Stanley Schrier

Publication Details

  • Pathophysiology of the thalassemias the Albion Walter Hewlett Award presentation WESTERN JOURNAL OF MEDICINE Schrier, S. L. 1997; 167 (2): 82-89

    Abstract:

    The Albion Walter Hewlett Award (named for Professor of Medicine and Chair of the Stanford Department of Medicine 1916-1925) recognizes a role model, accomplished in discovery of the biological sciences and at the same time a consummate and compassionate physician. In introductory remarks, Dr. Stanley L. Schrier, Professor of Medicine (Hematology), the tenth recipient of the Award, indicated that the person so identified is no longer a viable model in academic medicine. The loss of this sort of person is serious because this appropriately trained physician-investigator was uniquely positioned to study pathophysiology, defined as the processes by which disordered biology produces disease. He used his own studies on the clinical manifestations of the thalassemias to clarify what he meant by pathophysiology. Thus he and his colleagues first defined membrane material properties of alpha and beta thalassemic RBC membranes and the states of hydration of alpha and beta thalassemic RBC and found them to be strikingly divergent. The biochemical counterparts of these alterations proved to be the accumulation of the excess unmatched partially oxidized globin chains on the membrane skeleton.

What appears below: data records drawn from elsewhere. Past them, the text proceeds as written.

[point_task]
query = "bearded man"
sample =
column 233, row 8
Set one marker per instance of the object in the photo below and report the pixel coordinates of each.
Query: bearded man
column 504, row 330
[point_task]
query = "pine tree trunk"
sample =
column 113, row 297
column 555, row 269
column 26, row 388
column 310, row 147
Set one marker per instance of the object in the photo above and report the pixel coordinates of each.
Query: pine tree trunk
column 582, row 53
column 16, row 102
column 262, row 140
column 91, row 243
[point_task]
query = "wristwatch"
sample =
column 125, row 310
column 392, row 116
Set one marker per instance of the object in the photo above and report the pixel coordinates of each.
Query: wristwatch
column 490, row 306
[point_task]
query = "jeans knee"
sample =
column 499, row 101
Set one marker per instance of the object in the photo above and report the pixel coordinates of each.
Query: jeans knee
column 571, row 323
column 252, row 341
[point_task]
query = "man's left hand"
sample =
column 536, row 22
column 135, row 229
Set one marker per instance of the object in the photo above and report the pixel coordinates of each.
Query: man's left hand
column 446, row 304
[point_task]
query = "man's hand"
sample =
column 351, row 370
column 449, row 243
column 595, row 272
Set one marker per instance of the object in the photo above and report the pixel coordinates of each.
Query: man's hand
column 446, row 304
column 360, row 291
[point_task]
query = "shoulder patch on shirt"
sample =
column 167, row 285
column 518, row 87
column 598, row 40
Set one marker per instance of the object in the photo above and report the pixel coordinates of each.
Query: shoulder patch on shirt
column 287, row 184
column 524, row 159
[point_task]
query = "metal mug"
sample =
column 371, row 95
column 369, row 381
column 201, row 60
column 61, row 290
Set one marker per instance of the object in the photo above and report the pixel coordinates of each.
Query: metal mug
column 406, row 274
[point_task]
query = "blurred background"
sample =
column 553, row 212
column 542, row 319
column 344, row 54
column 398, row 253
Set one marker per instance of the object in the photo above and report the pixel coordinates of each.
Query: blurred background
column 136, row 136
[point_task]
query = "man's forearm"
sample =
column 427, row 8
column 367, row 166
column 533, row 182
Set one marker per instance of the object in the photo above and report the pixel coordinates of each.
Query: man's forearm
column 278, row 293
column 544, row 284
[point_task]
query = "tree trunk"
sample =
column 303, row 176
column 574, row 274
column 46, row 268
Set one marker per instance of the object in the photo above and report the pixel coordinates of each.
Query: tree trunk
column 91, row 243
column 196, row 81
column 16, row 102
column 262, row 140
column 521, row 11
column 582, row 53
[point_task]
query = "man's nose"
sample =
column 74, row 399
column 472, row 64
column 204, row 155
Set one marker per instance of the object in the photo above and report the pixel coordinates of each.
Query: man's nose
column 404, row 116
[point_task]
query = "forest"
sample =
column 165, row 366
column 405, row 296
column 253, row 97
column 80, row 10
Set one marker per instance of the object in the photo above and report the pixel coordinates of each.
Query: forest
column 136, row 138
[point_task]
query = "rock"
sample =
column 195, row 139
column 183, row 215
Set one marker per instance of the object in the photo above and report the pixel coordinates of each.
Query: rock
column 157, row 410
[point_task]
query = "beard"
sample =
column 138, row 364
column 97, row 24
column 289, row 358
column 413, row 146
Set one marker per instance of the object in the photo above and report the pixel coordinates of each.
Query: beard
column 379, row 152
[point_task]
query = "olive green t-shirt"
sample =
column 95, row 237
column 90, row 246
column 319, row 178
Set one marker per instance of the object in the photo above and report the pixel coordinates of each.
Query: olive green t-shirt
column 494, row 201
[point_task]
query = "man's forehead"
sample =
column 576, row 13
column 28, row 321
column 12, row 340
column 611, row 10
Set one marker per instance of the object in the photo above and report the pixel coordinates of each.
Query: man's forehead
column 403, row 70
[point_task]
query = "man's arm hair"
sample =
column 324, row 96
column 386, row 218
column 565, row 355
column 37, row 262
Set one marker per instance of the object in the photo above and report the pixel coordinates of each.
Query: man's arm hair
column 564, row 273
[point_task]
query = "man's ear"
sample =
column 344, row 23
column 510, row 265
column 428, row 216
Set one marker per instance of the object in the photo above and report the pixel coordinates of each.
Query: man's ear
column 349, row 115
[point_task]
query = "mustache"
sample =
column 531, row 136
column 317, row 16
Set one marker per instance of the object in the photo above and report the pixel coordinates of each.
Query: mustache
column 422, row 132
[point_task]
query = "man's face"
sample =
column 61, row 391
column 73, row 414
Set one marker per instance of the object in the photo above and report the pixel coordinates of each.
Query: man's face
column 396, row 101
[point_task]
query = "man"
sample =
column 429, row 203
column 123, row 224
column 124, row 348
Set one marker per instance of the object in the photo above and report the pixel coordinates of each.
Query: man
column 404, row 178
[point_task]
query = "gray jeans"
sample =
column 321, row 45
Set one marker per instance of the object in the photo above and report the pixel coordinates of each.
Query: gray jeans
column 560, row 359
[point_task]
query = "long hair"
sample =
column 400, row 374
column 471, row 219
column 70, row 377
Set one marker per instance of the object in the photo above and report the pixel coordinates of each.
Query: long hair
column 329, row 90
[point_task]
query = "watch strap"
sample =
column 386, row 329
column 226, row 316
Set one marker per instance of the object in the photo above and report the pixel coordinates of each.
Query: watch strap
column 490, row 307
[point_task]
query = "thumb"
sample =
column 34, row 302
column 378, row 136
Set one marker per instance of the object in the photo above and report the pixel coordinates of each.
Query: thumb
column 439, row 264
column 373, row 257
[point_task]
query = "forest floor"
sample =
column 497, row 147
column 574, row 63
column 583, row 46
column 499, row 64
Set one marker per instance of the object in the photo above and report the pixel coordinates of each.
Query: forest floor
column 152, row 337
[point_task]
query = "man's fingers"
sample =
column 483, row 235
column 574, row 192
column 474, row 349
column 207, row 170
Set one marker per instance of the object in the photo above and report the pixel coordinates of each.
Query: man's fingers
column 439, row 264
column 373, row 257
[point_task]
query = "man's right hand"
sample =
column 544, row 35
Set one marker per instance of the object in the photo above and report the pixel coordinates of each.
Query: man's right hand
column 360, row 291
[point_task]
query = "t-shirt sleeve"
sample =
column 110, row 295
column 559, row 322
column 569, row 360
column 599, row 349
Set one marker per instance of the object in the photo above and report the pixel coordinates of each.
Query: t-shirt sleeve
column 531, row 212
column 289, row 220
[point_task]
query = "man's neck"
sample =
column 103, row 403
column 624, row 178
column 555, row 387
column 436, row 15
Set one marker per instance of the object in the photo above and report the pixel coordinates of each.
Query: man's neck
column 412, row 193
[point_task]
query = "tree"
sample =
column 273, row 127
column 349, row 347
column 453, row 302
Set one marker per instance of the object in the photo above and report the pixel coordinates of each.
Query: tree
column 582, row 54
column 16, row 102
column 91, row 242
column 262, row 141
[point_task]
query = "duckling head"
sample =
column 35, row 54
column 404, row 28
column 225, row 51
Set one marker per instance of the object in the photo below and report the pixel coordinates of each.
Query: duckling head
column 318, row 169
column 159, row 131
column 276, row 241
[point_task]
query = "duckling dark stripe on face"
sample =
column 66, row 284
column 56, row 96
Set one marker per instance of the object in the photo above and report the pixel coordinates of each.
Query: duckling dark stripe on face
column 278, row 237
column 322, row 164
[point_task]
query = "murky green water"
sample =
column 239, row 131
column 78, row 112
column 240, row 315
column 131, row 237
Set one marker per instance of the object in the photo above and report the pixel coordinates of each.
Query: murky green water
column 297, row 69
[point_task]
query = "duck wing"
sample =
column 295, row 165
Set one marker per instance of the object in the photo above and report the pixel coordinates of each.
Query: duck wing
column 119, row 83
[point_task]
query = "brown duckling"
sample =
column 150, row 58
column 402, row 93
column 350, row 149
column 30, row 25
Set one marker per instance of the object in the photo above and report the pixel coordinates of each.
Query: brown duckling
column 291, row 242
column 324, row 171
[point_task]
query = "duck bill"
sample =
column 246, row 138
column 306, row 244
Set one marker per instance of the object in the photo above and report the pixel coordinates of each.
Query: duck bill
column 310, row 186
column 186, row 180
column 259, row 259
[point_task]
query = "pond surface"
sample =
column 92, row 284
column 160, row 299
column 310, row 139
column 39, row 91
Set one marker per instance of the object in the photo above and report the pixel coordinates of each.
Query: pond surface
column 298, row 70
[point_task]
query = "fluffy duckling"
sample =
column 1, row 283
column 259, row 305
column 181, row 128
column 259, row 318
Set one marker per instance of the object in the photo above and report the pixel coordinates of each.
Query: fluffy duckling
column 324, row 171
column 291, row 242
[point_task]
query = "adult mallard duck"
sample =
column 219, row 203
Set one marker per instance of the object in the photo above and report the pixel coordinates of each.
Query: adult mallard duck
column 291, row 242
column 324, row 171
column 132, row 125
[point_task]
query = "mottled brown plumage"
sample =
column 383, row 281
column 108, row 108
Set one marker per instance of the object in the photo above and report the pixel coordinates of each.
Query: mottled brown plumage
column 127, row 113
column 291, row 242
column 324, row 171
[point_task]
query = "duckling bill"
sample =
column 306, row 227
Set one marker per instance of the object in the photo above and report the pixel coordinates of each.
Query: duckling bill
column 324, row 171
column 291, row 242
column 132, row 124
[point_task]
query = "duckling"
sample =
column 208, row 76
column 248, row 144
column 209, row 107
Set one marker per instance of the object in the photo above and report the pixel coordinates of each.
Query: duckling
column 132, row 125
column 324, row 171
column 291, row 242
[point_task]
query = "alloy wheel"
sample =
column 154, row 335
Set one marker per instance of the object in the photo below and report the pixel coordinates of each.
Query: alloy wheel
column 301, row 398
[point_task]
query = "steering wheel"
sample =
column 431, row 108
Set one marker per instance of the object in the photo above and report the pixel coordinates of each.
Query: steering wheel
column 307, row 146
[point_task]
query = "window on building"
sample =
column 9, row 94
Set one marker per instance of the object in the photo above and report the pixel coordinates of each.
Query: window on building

In vitro studies with chemical oxidants selectively oxidized alpha and beta globin chains which then attached to the RBC membrane skeleton and reproduced the membrane material properties characteristic of beta and alpha thalassemia respectively. Many of these alterations had occurred prior to the reticulocyte stage so that pursuit of pathophysiology shifted to studies of marrow erythroid precursors, and it was shown that in beta thalassemia major there was accelerated programmed cell death as well as defective assembly of the membrane skeleton.